Convenience foods I buy because it is too much trouble to make them: tamales, ice cream, ravioli (frozen), frozen vegetables that I don't grow in my garden, canned beans because sometimes I run out of ones that I cooked from dry and froze for later use. I feel fine with keeping pre-made guacamole in the freezer, although I acknowledge it is inferior to fresh. Each summer I process 50 or more pints of salsa from the garden, but I still have some cans of Herdez. Do I prefer homemade red sauce for pasta, yep. But I still have some high-quality purchased sauce in the cupboard because emergency dinner options are a good thing. If there is a rule of thumb here it is that I accept pre-made foods without too many ingredients that I can't pronounce. Balance in all things.


Hey, that was my post at F&F! And exactly the sort of discussion I thought you'd like, Erin.

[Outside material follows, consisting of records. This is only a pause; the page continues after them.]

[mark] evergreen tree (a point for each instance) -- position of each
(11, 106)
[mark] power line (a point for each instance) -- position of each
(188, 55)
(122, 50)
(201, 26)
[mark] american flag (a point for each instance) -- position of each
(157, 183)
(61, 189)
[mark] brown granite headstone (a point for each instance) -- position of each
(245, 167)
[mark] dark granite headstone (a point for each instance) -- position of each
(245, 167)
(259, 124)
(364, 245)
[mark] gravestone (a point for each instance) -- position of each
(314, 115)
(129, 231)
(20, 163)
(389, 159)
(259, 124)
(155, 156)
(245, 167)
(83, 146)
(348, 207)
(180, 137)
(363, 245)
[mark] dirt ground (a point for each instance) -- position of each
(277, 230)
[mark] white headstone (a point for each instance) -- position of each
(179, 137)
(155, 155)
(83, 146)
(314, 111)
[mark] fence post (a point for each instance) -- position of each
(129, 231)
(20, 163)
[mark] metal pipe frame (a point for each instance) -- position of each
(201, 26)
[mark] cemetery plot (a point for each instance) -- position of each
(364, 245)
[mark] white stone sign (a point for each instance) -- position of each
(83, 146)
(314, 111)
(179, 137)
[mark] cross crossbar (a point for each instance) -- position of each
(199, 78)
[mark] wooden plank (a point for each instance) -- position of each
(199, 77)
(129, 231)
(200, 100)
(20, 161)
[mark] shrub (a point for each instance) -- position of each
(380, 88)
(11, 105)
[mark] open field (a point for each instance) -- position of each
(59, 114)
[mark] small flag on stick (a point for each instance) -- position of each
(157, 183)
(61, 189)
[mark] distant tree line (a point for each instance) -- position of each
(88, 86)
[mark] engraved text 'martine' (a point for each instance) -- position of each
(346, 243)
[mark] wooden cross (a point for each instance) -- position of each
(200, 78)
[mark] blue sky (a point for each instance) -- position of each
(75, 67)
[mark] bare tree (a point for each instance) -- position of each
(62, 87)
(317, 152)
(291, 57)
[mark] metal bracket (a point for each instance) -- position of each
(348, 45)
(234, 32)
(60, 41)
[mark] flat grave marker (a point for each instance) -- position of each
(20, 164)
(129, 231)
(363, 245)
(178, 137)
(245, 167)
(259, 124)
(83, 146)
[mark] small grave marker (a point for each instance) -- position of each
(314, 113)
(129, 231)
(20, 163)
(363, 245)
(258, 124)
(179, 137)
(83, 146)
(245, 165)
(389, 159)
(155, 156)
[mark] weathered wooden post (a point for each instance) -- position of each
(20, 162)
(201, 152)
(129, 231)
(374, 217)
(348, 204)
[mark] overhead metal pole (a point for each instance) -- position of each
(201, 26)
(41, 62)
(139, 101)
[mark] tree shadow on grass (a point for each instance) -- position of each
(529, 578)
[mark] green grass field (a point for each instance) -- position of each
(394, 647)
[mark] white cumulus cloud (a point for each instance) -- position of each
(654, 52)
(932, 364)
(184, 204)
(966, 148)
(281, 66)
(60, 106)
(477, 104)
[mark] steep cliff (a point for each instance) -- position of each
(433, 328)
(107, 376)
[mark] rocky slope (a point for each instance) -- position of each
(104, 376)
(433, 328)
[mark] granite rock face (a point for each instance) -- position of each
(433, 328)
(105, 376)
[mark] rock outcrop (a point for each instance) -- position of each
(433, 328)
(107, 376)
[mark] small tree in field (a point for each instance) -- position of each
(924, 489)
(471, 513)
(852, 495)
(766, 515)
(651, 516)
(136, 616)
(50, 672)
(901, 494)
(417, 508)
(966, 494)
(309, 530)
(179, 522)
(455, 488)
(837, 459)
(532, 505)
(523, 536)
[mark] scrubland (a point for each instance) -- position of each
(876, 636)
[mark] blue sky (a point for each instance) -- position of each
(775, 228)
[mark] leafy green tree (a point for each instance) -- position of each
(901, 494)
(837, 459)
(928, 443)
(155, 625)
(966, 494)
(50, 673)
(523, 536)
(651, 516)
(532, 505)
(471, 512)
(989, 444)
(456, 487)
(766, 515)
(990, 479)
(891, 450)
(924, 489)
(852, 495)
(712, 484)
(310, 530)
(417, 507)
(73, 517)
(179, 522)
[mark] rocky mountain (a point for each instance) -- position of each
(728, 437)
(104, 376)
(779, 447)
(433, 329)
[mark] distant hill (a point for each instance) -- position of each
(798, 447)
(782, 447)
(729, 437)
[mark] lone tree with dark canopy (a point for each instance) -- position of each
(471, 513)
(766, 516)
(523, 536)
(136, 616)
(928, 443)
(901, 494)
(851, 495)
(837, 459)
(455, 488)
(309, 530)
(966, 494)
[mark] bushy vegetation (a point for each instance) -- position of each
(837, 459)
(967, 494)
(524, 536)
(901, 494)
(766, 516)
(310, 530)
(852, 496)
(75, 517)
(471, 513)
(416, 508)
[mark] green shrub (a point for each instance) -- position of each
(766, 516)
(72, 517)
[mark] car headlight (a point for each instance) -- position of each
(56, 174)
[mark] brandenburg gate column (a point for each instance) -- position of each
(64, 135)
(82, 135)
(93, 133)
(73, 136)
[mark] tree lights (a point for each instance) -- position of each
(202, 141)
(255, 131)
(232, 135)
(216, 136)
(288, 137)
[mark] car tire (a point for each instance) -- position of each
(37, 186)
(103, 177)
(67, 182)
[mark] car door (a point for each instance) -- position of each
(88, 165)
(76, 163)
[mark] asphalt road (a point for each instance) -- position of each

Interestingly enough, the lists of convenience items you do and don't buy look much like my lists.


I buy canned chicken broth and pasta sauce (though I use it mainly on homemade pizza, not on spaghetti). Also, canned beans for some quick dishes, bread and tortillas (our grocery store makes fresh flour tortillas), and, every now and then for the kids, boxed mac 'n cheese (though I hate the stuff personally). Canned tuna and frozen vegetables.

I like to make my own salsa (w/canned tomatoes, often) and I almost never buy cake mixes or cookies or instant anything. (I did get a package of instant vanilla pudding free with something recently, and my girls wouldn't eat it. I remember the chocolate flavor being better, though.)

Christy P

I don't especially like instant pudding (or any pudding for that matter), but I do have some for making "fudgesicle" ice cream - super fast to basically mix up the powder with milk and put it into the pre-frozen ice cream maker and in 20 min you have soft chocolate ice cream. If you let it cure in the freezer for at least an hour it is better, but still a fun thing that even small kids can help make.


But chocolate pudding is so easy to make!

1/2 cup white sugar
3 tablespoons unsweetened cocoa powder
1/4 cup cornstarch
1/8 teaspoon salt
2 3/4 cups milk
2 tablespoons butter
1 teaspoon vanilla

In a saucepan, stir together sugar, cocoa, cornstarch and salt. Place over medium heat, and stir in milk. Bring to a boil, and cook, stirring constantly, until mixture thickens enough to coat the back of a metal spoon. Remove from heat, and stir in butter and vanilla. Let cool briefly, and serve warm, or chill in refrigerator until serving.

I double it.


Sorry Kelly, as easy as you say it is, that doesn't compare to "Add pudding mix to cold milk. Stir for 2 minutes. Eat."


But cooked pudding (either box or from scratch like Kelly's) tastes so yummy warm, with extra milk on top!


See, I think our perception of what counts as "homemade" is inextricably linked to our perception of what counts as "easy." (And how picky we are. For instance, I don't really *like* the flavor of scalded milk.)

I told my dh he should make his own French toast sometime on a weekend (when he wanted some and I was going to be out early in the morning) and assured him it was "as easy as scrambled eggs." When I came home he pointed a spatula at me and accused me of hyperbole, enumerating the many steps involved in French toast (such as slicing bread) which were, in fact, not involved in scrambled eggs. "You usually eat scrambled eggs with toast," I pointed out, but this did not move him.